Dario Amodei, co-founder and CEO of Anthropic, during a Bloomberg Television interview in San Francisco, Dec. 9, 2025.
David Paul Morris | Bloomberg | Getty Images
Anthropic CEO Dario Amodei confirmed that the U.S. government declared his company a supply chain risk on Thursday and said it has “no choice” but to challenge the designation in court.
The startup has been at odds with the Department of Defense in recent weeks over how its artificial intelligence models, known as Claude, can be used. Anthropic wanted assurance that its technology would not be tapped for fully autonomous weapons or domestic mass surveillance, but the DOD wanted Anthropic to grant the agency unfettered access to Claude across all lawful purposes.
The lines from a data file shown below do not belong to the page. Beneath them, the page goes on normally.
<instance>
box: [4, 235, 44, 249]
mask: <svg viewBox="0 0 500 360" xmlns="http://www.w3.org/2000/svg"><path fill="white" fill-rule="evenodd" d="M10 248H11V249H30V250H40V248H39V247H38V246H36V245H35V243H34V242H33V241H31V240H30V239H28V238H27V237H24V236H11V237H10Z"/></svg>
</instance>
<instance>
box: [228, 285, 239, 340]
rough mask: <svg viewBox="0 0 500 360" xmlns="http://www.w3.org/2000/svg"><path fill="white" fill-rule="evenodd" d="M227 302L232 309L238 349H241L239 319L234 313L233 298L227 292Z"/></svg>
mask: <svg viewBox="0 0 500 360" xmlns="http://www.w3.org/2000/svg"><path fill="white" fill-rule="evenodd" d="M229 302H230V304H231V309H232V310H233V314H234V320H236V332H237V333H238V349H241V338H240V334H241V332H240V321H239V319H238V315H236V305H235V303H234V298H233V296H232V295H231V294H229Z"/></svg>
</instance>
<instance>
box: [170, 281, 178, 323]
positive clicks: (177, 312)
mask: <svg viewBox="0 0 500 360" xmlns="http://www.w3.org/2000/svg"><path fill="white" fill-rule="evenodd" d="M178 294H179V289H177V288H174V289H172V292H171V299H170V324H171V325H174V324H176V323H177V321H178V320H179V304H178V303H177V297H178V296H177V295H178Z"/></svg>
“As we stated last Friday, we do not believe, and have never believed, that it is the role of Anthropic or any private company to be involved in operational decision-making—that is the role of the military,” Amodei wrote. “Our only concerns have been our exceptions on fully autonomous weapons and mass domestic surveillance, which relate to high-level usage areas, and not operational decision-making.”
Anthropic is the only American company ever to be publicly named a supply chain risk, and the designation will require defense vendors and contractors to certify that they don’t use the company’s models in their work with the Pentagon. The label has typically been reserved for organizations that operate within foreign adversaries, like the Chinese tech company Huawei.